I calm Grace down, by telling her everything’s going to be okay and that the officer just wants us to do a little something before we can take her to the hospital to get her all fixed up.
As well as being in shock, she must be delirious, as she says, “Knock him out, silly dummy. Punch him in the face.”
“You know I can’t punch for shit, honey. You knew that before you married me.”
“Sit her up. She needs to hear this too.”
“Honey, would you mind?”
Without waiting for her to reply, I lift her up into an upright position. She’s clenching her eyes shut and making a constant humming sound.
He looks at me. “Is she listening?”
To check, I say, “Honey, how many fingers am I holding up?” and hold three fingers in front of her face.
“That requires seeing as well as listening.”
In between hums, Grace says, “Three.”
 
; I turn to Officer Field, and nod. “She’s listening.”
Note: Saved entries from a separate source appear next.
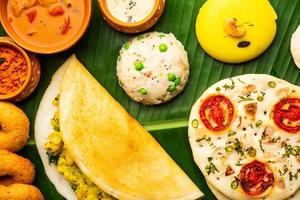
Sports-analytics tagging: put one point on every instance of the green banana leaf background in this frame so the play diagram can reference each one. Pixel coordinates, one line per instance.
(98, 51)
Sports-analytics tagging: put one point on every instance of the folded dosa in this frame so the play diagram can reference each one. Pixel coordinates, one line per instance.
(111, 147)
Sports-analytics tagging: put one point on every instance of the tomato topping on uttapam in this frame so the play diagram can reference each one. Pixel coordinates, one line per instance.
(216, 112)
(287, 115)
(255, 178)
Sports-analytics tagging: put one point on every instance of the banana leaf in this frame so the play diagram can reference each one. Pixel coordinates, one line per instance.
(98, 51)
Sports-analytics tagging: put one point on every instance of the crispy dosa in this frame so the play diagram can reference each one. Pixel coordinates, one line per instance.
(111, 147)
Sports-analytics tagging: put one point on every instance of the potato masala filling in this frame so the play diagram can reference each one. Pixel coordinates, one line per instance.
(58, 155)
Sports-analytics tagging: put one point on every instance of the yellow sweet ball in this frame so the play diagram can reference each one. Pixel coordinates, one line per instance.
(236, 31)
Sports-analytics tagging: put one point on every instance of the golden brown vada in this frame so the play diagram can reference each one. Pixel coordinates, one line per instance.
(20, 192)
(15, 169)
(14, 127)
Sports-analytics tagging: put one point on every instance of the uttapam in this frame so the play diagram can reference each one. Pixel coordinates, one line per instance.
(245, 137)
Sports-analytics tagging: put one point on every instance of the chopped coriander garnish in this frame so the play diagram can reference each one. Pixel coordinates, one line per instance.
(258, 123)
(200, 139)
(238, 147)
(285, 169)
(2, 60)
(229, 87)
(163, 48)
(234, 184)
(231, 133)
(272, 84)
(56, 100)
(210, 167)
(139, 66)
(239, 163)
(127, 45)
(245, 99)
(161, 36)
(260, 145)
(171, 77)
(252, 152)
(260, 98)
(140, 37)
(229, 149)
(52, 159)
(195, 123)
(172, 88)
(294, 176)
(177, 81)
(143, 91)
(241, 81)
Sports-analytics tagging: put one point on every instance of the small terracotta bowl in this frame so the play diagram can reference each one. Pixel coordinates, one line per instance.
(33, 74)
(44, 50)
(136, 27)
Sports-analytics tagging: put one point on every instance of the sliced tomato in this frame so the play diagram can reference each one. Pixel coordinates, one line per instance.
(287, 115)
(216, 112)
(31, 15)
(255, 178)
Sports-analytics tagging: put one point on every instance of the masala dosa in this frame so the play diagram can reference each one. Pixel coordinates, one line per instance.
(111, 147)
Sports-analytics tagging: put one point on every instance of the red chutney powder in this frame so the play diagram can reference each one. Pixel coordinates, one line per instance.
(13, 70)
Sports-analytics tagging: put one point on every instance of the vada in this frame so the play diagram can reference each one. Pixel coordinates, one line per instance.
(14, 127)
(20, 192)
(15, 169)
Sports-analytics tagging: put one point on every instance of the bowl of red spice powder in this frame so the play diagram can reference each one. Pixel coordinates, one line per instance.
(19, 71)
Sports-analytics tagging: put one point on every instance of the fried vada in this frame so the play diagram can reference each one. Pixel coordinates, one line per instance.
(14, 127)
(20, 192)
(15, 169)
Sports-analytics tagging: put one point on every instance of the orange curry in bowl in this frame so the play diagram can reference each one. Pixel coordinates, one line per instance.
(14, 71)
(46, 23)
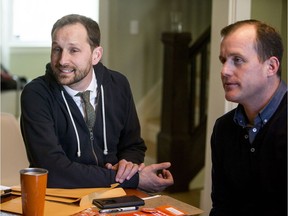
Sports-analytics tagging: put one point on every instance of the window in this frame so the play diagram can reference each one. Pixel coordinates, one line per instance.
(32, 20)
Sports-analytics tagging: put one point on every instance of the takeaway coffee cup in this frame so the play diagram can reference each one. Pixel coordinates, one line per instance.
(33, 188)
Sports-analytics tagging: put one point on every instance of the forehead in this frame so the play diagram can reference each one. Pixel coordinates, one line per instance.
(71, 29)
(240, 40)
(245, 34)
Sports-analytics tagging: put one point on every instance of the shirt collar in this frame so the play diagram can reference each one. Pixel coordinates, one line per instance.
(92, 87)
(266, 113)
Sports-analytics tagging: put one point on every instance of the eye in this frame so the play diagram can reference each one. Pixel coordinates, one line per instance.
(56, 49)
(237, 60)
(74, 50)
(222, 59)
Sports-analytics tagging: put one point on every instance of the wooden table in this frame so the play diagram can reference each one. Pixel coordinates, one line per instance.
(150, 202)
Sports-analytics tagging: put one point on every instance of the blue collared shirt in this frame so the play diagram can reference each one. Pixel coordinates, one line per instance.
(263, 116)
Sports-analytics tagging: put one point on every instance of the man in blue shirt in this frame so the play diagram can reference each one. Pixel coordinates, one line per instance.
(249, 143)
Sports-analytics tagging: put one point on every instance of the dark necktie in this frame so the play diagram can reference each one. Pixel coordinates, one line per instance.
(89, 109)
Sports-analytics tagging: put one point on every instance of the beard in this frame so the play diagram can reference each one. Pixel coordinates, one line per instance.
(70, 78)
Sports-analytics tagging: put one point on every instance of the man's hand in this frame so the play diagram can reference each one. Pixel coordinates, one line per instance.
(125, 169)
(151, 181)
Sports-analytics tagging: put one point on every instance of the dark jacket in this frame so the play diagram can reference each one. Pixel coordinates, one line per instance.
(51, 139)
(250, 179)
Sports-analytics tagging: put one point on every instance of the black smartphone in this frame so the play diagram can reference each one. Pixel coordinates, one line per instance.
(118, 202)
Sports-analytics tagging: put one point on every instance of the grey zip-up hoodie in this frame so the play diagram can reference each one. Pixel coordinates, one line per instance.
(57, 138)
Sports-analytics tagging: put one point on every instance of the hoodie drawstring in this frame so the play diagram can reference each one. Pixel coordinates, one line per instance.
(105, 152)
(74, 126)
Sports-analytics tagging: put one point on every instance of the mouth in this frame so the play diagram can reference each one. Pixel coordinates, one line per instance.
(230, 85)
(66, 70)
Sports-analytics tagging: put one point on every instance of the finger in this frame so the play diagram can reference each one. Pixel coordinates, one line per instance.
(141, 166)
(130, 170)
(123, 168)
(108, 166)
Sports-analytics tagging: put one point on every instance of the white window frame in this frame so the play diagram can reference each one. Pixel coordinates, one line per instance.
(43, 13)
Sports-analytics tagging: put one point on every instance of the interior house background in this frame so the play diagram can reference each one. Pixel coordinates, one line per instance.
(139, 54)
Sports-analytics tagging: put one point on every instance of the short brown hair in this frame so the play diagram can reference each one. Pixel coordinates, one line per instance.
(268, 41)
(92, 27)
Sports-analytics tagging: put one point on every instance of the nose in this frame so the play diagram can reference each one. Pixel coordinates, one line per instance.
(225, 70)
(63, 58)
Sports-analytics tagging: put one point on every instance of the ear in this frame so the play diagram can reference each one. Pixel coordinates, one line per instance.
(97, 55)
(273, 65)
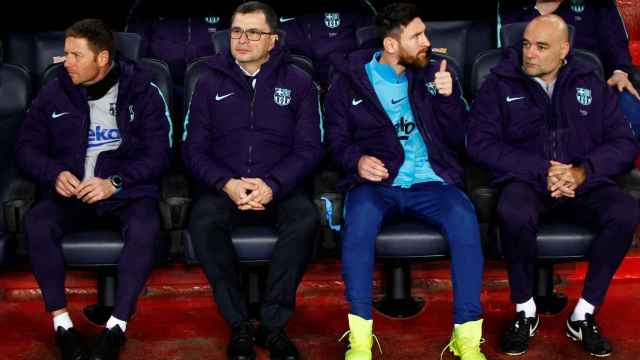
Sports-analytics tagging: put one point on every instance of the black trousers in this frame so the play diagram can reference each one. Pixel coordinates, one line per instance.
(608, 210)
(296, 221)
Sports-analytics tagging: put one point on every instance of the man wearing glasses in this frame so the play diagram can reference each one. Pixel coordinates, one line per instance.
(252, 134)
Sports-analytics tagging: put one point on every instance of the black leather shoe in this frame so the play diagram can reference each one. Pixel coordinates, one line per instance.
(278, 343)
(515, 340)
(587, 332)
(70, 344)
(109, 344)
(241, 343)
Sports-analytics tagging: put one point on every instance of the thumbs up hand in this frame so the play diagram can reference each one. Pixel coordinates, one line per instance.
(443, 80)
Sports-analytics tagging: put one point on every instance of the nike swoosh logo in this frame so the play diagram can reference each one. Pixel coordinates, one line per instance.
(55, 115)
(393, 102)
(576, 334)
(510, 99)
(532, 330)
(218, 97)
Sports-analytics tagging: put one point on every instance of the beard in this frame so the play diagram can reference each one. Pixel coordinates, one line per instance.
(417, 61)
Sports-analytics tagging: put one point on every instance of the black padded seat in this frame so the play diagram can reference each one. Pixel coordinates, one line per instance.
(563, 241)
(15, 89)
(410, 240)
(97, 248)
(253, 244)
(5, 243)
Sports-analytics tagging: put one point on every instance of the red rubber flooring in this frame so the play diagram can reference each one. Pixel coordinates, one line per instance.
(177, 317)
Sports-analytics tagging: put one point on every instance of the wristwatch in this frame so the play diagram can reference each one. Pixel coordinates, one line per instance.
(116, 181)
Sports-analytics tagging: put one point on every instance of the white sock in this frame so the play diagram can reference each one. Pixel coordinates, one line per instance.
(113, 321)
(529, 308)
(582, 307)
(62, 320)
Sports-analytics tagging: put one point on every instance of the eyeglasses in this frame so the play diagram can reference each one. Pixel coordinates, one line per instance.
(252, 34)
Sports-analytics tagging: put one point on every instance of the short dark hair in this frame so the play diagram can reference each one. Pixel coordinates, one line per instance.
(257, 6)
(98, 35)
(393, 16)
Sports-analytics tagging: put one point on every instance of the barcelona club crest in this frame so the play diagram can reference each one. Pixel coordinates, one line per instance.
(577, 6)
(212, 19)
(282, 96)
(332, 20)
(431, 87)
(584, 96)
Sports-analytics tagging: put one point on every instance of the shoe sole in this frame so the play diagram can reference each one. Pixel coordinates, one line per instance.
(522, 352)
(570, 336)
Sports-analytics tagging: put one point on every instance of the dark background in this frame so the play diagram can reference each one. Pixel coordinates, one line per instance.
(51, 15)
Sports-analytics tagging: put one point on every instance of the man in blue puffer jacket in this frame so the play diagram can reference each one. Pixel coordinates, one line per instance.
(553, 134)
(395, 120)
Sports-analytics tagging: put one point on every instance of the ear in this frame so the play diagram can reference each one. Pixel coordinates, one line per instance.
(103, 58)
(564, 49)
(390, 45)
(274, 40)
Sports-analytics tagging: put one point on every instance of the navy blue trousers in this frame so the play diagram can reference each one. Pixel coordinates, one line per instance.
(52, 218)
(608, 210)
(630, 107)
(296, 221)
(445, 206)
He sighs. Then says, “Here’s the deal. We’re going to see the sheriff, and you guys can’t—”
“That’s better.”
“What?”
“Nothing. Carry on.”
“You guys can’t let on I shot you.”
“Got it. You got it, honey?”
She says three again.
Officer Field sighs and rubs one of his hands through his hair. “This shit is important. Like deadly important.”
“What do you want me to do? She’s got a bullet in her waist or upper thigh or whatever. She’s a little distracted.”
“I’ve got an idea.”
Officer Field rummages around in his pocket, pulls out his package of coke.
“Woah! Hold on there! You’re not giving her that shit,” I say.
“What? Is she straight edged?”
“No, she likes to party, but do you think that’s wise, in her condition?”
“Pregnant?”
“Hell no. The bullet.”
“Relax, first thing they’ll do when you arrive at hospital is pump her full of this shit, but she has to be able to listen and pay attention to get there.”
“Morphine. They’ll pump her full of morphine, not that stepped-on cake effervescence you have there.”
“Have you got any better ideas?”
“Just let me try again, will you?”
I shake Grace by the shoulders and ask her if she’s listening to the shit we’re both supposed to hear. The only response I get is, “Ten fingers. All ten fingers. The fuck, J—?”
“Okay, pass it over,” I say, interrupting her before she could say my real name. He passes it over, and I look at it and sigh. Then I say, “Honey, I’m going to give you some medicine. I’m going to put a dab of it on my finger, and I need you to breathe it in, through your nose.”
She doesn’t respond, but I open the package anyway, get a little amount on my finger. “Does that look good?” I ask.
“Start with that,” Officer Field says.
I hold it up to her nose, but she doesn’t play ball, so I close her mouth and wait. Nothing happens; she just breathes through her nose, barely getting any of it in there. So I close the nostril I’m not holding the coke under. She breathes regularly for a couple seconds, and then takes a long, panicked breath through her open nostril.